Suspend transport hike, watch and wait now

Chan Jia Hui

Commuters on an MRT Train

Commuters on a MRT Train

So, the verdict is out. The credit rating agency Standard and Poor’s has downgraded America’s debt rating from AAA to AA+, albeit with a negative outlook. Actually, the verdict did not come as a total surprise given the country’s budget deficit and national debt.

Investors’ confidence in the world’s largest economy has taken a hit, prompting the sell-off of shares when the stock market opened today. Europe has also hit troubled waters, with spotlight falling on Italy and Spain, the world’s 7th and 12th largest economy respectively.

Worried investors have been dumping Italian and Spanish bonds, prompting their borrowing costs to rise. The European Central bank has decided to intervene – taking on the debt of both countries by buying their bonds, which were considered too toxic by investors.

Asia is likely to be affected by the debt crisis with exports to the US and Europe is expected to fall, with dampening demands for Asian exports. The major concern now is whether we are heading for a double dip recession or not.

Back home in Singapore, the Public Transport Council (PTC) has just approved 1% transport fare hike. The hike will be in effect from 8th October this year.

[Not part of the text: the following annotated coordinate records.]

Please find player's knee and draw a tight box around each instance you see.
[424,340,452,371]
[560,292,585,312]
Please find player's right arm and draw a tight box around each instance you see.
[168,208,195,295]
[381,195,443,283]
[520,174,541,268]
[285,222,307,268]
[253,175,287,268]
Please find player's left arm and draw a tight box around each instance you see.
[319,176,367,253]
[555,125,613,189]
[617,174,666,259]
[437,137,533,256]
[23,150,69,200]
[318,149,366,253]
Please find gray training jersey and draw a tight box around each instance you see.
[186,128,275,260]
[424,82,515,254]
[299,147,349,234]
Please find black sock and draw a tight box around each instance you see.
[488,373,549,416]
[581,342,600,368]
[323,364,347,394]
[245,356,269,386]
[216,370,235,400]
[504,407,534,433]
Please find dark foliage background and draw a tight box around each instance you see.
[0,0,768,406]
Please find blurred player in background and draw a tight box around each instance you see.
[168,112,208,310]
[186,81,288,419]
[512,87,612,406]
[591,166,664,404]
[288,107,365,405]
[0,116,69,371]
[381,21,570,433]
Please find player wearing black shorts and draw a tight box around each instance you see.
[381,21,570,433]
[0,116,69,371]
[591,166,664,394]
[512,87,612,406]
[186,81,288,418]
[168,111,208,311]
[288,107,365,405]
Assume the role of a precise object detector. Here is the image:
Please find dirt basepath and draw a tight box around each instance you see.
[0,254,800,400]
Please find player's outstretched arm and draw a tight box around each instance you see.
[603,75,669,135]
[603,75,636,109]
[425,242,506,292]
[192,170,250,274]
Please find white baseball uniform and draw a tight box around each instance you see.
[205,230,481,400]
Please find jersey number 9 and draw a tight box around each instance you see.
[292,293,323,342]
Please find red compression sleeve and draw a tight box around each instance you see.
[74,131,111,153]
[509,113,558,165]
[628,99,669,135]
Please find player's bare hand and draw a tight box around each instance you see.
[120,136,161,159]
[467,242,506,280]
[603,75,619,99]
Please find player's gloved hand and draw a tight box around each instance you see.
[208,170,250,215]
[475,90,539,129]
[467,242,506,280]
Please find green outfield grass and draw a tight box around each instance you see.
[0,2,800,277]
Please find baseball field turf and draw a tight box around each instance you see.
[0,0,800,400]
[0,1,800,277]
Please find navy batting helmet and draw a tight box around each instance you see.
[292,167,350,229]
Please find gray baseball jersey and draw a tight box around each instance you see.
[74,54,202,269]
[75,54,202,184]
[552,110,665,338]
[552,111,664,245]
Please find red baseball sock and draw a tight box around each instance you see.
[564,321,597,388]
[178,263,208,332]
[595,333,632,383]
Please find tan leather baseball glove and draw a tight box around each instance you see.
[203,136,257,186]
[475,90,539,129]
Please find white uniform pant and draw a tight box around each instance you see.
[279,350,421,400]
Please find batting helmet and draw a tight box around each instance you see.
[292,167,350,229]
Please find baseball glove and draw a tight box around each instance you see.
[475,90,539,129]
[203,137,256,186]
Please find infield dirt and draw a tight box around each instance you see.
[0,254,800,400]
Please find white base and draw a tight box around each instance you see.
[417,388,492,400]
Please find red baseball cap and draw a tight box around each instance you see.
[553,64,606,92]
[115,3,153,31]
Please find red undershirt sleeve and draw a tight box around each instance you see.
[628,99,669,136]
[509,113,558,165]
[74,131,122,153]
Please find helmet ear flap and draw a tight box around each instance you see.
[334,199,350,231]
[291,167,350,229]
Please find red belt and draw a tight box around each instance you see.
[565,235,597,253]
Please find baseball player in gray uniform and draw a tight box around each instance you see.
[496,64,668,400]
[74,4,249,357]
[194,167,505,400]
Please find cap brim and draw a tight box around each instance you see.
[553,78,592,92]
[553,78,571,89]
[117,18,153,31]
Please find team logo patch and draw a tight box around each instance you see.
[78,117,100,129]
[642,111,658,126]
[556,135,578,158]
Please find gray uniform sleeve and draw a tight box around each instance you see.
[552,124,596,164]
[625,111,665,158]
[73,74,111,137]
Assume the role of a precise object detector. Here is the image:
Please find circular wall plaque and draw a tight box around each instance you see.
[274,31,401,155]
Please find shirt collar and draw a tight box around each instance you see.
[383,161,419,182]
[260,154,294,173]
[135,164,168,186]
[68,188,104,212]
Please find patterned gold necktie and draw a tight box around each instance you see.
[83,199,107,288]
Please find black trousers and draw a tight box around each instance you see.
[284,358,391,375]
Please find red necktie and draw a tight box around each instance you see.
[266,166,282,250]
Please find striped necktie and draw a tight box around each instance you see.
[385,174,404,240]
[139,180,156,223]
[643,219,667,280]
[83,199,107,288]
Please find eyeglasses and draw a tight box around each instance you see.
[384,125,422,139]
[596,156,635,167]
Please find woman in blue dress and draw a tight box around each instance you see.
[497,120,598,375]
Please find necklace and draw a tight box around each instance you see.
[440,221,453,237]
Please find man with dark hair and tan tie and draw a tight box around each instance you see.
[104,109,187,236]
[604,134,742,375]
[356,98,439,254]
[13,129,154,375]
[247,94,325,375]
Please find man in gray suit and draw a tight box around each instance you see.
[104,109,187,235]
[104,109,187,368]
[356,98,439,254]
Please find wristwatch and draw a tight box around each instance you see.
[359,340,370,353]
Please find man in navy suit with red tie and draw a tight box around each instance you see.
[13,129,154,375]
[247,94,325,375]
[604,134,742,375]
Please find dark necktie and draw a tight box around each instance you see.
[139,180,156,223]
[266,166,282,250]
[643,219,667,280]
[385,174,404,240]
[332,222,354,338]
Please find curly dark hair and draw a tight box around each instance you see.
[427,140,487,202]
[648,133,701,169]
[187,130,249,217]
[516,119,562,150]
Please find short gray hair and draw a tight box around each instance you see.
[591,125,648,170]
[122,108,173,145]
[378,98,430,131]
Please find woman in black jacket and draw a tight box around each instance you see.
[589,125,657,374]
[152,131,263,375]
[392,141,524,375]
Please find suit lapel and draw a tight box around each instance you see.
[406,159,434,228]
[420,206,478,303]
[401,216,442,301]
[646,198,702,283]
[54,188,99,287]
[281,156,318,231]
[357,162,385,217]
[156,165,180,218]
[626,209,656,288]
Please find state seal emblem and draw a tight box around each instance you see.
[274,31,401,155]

The reason for the hike, according to PTC chairman Mr Gerard Ee was inflation in recent months.

According to Ee, the decision to grant the hike was also influenced by a positive economic outlook, with the Gross Domestic Product projecting to grow by 5 -7%. However, on hindsight, with the possibility of a double dip recession looming, it could be a case of a decision made too soon by the PTC.

The last time there was a reduction in transport fare was in 2009 where a temporary 3% reduction was imposed due to a recession in our economy brought on by the 2007 – 2008 global financial crisis.

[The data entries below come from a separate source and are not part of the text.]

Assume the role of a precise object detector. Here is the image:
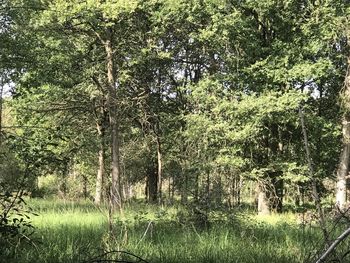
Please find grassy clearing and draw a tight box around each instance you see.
[6,200,326,263]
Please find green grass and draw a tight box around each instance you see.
[6,200,326,263]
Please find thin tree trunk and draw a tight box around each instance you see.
[299,106,328,243]
[336,61,350,210]
[95,120,105,205]
[156,133,162,204]
[336,116,350,210]
[0,80,4,146]
[104,29,122,210]
[258,182,271,215]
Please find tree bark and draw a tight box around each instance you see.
[147,162,158,203]
[95,118,105,205]
[0,78,4,146]
[336,61,350,210]
[336,116,350,210]
[156,134,162,204]
[258,185,271,215]
[104,28,122,211]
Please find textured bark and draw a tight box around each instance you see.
[104,29,122,210]
[95,120,105,205]
[336,59,350,210]
[258,183,271,215]
[0,83,4,146]
[299,106,328,243]
[156,134,162,204]
[336,117,350,210]
[147,162,158,203]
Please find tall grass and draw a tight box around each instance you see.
[6,200,326,263]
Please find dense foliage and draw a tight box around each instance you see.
[0,0,349,220]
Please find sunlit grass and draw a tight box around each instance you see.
[6,200,326,263]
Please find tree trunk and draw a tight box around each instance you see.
[336,117,350,210]
[147,162,158,203]
[0,78,4,146]
[258,183,271,215]
[156,133,162,204]
[336,61,350,210]
[95,119,105,205]
[104,29,122,211]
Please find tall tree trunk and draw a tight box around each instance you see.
[336,117,350,210]
[0,80,4,146]
[336,61,350,210]
[258,182,271,215]
[156,133,162,204]
[299,106,328,243]
[104,28,122,210]
[147,162,158,203]
[95,119,105,205]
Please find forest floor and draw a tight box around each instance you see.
[5,199,330,263]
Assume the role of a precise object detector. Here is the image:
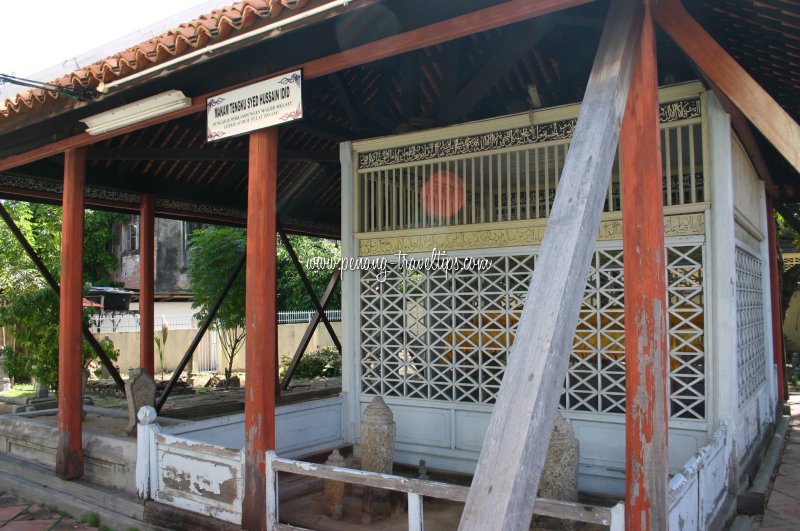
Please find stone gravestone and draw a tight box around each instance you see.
[325,449,345,520]
[361,396,397,524]
[125,369,156,435]
[0,354,11,391]
[533,411,579,529]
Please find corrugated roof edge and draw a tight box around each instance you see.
[0,0,310,120]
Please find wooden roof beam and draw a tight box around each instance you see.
[87,147,339,162]
[653,0,800,172]
[0,0,593,171]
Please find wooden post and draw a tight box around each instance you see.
[767,194,788,404]
[56,148,86,479]
[620,2,669,530]
[139,194,156,376]
[459,0,641,531]
[242,128,278,530]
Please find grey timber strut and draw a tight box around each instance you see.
[459,0,643,531]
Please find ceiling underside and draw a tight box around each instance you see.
[0,1,800,234]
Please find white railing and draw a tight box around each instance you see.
[266,451,625,531]
[90,310,342,333]
[669,423,731,529]
[89,313,198,333]
[278,310,342,324]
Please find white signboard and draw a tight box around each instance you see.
[206,70,303,142]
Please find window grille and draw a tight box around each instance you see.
[355,99,706,233]
[736,246,767,405]
[125,216,139,252]
[360,244,705,419]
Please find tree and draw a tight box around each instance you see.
[187,227,246,386]
[83,210,127,286]
[277,235,342,311]
[188,226,341,382]
[0,201,119,387]
[0,286,119,389]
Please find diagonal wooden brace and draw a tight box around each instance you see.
[459,0,643,531]
[0,203,125,395]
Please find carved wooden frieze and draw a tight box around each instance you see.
[358,213,705,256]
[358,98,701,170]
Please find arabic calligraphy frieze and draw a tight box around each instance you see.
[358,98,700,170]
[358,213,705,256]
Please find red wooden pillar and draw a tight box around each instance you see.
[767,195,787,404]
[56,148,86,479]
[242,128,278,530]
[620,2,669,530]
[139,194,155,376]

Now with the latest developments in Europe and US, the possibility of a double dip recession is on the cards. The decision to approve the hike, which will kick in from October came too soon.

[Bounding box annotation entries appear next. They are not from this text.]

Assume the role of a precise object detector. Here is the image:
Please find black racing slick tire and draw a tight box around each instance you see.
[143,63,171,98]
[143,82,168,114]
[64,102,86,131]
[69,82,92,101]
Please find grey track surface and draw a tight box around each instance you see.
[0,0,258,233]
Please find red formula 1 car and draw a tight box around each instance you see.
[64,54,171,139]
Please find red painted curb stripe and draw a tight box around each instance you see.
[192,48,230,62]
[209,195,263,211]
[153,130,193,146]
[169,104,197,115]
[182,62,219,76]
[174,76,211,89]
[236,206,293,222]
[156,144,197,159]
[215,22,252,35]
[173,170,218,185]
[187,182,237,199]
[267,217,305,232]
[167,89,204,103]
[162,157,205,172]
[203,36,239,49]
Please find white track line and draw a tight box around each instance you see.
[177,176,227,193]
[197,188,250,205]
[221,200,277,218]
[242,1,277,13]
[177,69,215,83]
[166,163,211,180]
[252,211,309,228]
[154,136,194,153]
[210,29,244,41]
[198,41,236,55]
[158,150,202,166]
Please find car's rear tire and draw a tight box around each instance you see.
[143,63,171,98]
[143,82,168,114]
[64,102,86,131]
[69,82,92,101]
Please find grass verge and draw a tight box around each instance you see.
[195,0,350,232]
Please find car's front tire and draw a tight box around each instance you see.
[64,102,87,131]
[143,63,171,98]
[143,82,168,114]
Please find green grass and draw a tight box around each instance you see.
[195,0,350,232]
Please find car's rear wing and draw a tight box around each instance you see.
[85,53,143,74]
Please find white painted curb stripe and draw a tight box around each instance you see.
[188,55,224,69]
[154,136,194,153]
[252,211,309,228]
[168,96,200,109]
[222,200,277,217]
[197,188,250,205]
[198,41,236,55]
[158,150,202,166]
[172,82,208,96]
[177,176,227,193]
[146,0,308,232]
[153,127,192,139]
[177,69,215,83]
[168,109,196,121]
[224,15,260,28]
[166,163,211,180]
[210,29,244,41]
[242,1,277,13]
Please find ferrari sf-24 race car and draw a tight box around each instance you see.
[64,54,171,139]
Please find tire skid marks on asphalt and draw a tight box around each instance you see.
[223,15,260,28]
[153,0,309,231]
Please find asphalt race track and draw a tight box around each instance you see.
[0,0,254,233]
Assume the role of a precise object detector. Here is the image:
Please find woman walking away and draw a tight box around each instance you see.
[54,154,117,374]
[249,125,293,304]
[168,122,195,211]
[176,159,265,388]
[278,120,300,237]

The question now is whether the authorities should proceed with implementation of the 1% hike from October 8 or watch and wait. A prudent move will be temporarily suspend the hike and monitor current global developments as the US credit rating downgrade and European debt crisis are expected to result in increased market volatility worldwide.

Or a better move is to draw up plans for reduction in transport fare like they did in 2009, if the worst case scenario of a double dip recession sets upon us.

It is always good to plan for a rainy day. They always like to speak of helicopter vision when it comes to planning, and one aspect of helicopter vision is global situational awareness.

Now, the current economic outlook based on the global situation is uncertain. This warrants a suspension of implementation of the fare hike and even making preparations for a fare reduction when economic conditions worsen.